As for us journalists, this is Big News. For someone like me, who wasn't old enough to understand Mandal I, when it happend, this is a chance to understand Injustice, firsthand. A valuable experience.

I think.



3 Comments:

When I entered Med school in Cal there was a similar protest against the Mandal commission which led to a court injunction and suspension of classes. But nothing came out of it. Nothing ever does. When you put together all the diff reserved seats (SC ST, All India Exam quota, chief minister quota etc etc) there was almost 50% reserved seats. It was not fair. People protested. Many of my desrving friends missed out on the list due to the quota and never made it to Med school. Nothing has changed since then. And I think it's just getting worse.

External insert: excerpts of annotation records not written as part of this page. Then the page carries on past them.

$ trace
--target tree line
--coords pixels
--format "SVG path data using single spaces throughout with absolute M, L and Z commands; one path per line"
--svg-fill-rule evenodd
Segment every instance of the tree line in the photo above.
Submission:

By Blogger M (tread softly upon), at 10:14 PM  

It is a good thing, the momentum this war has gained, but on the other, don't you think a a communal rift has been created?

And maybe, just maybe, it could be what the Ministers in question wanted anyways.

Could be.

By Anonymous Anonymous, at 11:49 PM  

I remember Mandal I. I was in Delhi at that time and witnessed it first hand. Mandal was ultimately reponsible for bringing down VP Singh's govenment. I'm very surprised at the very diluted response this time around. Maybe people are resigned to the fact that nothing good ever comes out of it.

But there's more. I think they timed it perfectly. What we have right now is a very very weak opposition. If it was BJP or the erstwhile era I did say the situation would be very volatile.